Original issues raised regarding culling have both been resolved in both Godot 3 and Godot 4.
Threading now is used extensively.
The list of improvements since this issue was opened is far too long. Five years is a long time.

Even though what is mentioned on this issue has already been taken care of, there still is work pending to do optimization wise in Godot 4:

Multithreading in many areas still needs work (mainly on the scene side, this is very new).
Some locking in a few areas could be better.
Godot still does not support texture/mesh streaming, which should help a lot with I/O performance.
And really many other things.

But the situation now is day and night compared to 2018. There has been literally hundreds of pull requests geared to optimize Godot in the meantime, to the point that Godot 4 is pretty much all new code rewritten from scratch.

There is also a lot of continued work being done to optimize different areas and this has not stopped.

Zireael07 commented 1 year ago

IMHO I'd close this issue since it's so horribly outdated apparently, and open a new one for the pending things (if needed at all)

YuriSizov commented 1 year ago

@Zireael07 This issue is closed. We can just... stop replying in it 🙃

Zireael07 commented 1 year ago

Oops. Didn't even notice it was closed, then the best solution would be to lock ;)

reptofrog commented 1 year ago

I think it's a good idea to lock the issue to make sure Juan's comment here is seen by people and is not lost among other comments that may come here after. Like mine right now.

akien-mga commented 1 year ago

I'm locking temporarily to stop the noise from people who keep asking to lock this. Please stop commenting about this.
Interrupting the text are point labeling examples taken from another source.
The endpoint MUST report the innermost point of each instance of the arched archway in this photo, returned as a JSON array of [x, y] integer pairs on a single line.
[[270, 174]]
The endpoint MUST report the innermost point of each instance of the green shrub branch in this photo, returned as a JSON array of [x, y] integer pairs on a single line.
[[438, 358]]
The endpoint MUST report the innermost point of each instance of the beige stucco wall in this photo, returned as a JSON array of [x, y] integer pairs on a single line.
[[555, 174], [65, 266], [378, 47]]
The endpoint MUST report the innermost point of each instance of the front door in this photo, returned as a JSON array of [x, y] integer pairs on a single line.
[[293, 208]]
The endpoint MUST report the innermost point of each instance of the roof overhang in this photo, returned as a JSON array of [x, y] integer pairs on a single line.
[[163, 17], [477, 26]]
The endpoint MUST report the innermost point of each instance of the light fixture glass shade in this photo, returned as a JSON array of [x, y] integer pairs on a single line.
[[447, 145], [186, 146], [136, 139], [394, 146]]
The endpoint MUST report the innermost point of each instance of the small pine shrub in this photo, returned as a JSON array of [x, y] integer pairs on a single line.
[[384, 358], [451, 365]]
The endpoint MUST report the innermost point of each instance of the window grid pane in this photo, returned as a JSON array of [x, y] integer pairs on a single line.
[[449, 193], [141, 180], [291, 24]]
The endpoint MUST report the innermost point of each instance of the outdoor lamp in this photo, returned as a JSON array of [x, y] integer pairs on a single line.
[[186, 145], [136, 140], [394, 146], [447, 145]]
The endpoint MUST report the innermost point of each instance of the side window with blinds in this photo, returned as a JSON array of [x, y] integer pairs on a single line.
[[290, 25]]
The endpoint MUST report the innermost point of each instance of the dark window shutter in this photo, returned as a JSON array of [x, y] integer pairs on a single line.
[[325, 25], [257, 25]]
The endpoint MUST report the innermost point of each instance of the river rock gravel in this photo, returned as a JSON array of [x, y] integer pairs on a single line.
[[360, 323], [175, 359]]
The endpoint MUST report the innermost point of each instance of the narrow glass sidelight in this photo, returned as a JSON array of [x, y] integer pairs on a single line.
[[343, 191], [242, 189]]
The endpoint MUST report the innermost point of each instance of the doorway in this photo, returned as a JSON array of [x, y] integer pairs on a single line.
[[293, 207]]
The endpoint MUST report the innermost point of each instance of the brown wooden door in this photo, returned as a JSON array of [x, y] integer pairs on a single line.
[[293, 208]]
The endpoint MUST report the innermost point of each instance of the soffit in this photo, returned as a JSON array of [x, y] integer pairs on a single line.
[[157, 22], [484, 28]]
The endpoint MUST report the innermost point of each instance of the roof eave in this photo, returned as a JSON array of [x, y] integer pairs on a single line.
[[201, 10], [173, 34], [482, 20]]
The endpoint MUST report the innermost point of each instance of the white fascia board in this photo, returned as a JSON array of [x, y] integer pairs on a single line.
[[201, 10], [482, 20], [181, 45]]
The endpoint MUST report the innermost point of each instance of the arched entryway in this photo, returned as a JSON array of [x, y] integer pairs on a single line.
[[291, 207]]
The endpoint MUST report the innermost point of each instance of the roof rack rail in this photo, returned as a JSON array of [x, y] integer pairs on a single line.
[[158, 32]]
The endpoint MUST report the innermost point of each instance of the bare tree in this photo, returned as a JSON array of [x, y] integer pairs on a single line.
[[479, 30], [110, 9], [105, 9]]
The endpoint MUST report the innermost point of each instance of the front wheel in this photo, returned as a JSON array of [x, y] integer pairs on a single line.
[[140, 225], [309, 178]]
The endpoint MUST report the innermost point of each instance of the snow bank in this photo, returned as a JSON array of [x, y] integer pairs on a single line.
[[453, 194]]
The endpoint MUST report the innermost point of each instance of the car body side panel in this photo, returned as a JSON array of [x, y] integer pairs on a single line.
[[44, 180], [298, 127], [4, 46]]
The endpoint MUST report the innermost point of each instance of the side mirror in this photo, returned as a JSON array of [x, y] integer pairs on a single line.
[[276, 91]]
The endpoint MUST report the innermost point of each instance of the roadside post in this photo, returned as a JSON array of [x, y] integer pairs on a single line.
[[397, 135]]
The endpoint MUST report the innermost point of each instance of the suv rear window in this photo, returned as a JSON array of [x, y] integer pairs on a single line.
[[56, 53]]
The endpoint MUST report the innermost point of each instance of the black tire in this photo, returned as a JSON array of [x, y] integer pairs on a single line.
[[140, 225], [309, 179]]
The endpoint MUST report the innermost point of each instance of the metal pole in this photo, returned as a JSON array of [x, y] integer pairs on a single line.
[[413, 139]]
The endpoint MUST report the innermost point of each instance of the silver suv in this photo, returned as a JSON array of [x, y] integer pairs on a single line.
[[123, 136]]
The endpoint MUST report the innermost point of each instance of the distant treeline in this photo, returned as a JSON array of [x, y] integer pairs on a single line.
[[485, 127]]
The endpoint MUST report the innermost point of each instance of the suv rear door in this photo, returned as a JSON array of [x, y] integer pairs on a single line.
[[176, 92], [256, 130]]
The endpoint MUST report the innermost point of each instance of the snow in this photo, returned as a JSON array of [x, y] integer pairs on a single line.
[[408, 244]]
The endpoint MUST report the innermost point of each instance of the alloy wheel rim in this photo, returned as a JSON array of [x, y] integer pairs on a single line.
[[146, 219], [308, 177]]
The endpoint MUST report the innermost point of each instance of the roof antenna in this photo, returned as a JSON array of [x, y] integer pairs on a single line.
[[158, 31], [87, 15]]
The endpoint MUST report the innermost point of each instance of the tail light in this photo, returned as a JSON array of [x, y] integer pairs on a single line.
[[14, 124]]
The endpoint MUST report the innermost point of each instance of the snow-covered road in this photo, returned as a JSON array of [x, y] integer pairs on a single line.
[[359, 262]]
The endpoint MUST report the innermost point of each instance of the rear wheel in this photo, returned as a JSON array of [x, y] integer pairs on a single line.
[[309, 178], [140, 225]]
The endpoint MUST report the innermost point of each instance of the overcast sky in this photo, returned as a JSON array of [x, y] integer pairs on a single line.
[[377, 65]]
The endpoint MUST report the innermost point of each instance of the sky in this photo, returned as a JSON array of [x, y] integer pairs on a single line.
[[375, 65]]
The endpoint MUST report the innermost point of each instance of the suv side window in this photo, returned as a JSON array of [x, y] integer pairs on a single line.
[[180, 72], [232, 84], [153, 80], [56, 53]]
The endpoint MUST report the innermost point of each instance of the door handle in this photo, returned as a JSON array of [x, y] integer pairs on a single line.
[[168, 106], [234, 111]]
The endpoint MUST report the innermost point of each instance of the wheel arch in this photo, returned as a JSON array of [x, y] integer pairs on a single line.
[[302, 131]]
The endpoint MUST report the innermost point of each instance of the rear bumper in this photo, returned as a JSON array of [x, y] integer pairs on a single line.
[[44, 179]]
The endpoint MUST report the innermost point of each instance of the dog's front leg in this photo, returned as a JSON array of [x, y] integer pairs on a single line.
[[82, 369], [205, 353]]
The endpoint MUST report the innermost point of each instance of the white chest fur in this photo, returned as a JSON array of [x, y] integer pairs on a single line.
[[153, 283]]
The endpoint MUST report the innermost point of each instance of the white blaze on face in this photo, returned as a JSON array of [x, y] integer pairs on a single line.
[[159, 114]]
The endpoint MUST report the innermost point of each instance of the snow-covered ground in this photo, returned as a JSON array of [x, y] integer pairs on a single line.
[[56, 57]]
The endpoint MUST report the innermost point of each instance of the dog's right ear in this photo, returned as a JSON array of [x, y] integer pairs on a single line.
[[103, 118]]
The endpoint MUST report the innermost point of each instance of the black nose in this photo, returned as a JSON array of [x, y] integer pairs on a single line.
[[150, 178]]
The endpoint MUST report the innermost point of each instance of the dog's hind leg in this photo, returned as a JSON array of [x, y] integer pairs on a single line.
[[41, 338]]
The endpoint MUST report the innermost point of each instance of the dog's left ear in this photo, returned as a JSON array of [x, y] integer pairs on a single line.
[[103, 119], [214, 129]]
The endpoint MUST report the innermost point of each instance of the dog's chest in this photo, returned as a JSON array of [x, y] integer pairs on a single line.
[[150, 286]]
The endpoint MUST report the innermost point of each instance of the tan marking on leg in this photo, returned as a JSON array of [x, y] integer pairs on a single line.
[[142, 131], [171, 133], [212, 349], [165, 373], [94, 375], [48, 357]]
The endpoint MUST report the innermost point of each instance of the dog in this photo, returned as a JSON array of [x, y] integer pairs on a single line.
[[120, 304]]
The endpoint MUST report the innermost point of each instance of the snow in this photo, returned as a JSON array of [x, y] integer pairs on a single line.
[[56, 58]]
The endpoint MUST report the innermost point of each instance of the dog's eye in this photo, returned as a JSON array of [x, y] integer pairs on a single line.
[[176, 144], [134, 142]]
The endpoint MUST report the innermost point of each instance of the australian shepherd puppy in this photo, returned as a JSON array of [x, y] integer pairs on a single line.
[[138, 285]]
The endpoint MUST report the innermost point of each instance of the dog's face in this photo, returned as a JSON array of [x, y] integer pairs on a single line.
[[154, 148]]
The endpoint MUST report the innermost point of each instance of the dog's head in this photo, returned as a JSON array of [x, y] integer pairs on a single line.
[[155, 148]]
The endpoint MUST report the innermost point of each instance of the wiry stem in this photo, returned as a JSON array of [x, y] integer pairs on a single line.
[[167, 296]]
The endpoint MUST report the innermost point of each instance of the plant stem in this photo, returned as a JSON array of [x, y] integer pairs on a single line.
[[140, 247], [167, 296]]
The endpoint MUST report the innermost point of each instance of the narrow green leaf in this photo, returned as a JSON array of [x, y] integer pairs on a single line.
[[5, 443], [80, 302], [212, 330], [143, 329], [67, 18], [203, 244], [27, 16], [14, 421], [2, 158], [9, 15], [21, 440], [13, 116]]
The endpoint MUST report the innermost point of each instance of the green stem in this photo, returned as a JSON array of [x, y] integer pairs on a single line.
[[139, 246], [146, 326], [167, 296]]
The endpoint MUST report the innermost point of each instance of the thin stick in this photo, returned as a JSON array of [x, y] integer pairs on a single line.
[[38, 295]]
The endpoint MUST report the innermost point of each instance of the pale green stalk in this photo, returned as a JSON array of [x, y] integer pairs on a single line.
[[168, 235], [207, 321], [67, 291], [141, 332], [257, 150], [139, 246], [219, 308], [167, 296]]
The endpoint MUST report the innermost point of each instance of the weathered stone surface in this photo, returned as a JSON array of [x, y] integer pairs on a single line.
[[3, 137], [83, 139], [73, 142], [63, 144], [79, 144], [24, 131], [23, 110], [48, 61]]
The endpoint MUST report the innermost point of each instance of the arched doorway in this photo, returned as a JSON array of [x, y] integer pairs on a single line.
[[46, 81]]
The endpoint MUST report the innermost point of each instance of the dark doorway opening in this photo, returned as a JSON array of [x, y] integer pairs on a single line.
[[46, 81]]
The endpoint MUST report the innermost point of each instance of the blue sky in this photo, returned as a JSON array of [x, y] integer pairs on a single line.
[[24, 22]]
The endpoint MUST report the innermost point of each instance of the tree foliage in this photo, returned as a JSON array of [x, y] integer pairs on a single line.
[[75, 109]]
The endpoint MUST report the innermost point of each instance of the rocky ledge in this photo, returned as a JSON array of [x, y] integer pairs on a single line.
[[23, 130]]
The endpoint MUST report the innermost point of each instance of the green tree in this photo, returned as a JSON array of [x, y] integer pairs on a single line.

I'll reopen it then so people who actually have something to say on the topics of this issue can do it.

Edit: Unlocked.

vblanco20-1 commented 1 year ago

Ill comment as i see people still pinging me about this issue. Modern godot has fixed most of the issues detailed here, and the architecture has changed enough that the 2 versions are not comparable. Even the tps demo used as the benchmark has changed significantly. This fork performance upgrades as detailed in posts above were done over the base of godot 3.3, and things have really changed since then. Also the fork is a experimental thing i created for fun so it goes into absurd levels just because i felt like it, like running shadow casting render logic in parallel threads or heavily parallelizing most of the renderer beyond what makes practical sense. It only really works for the TPS demo and its near guaranteed to be bugged for anything else.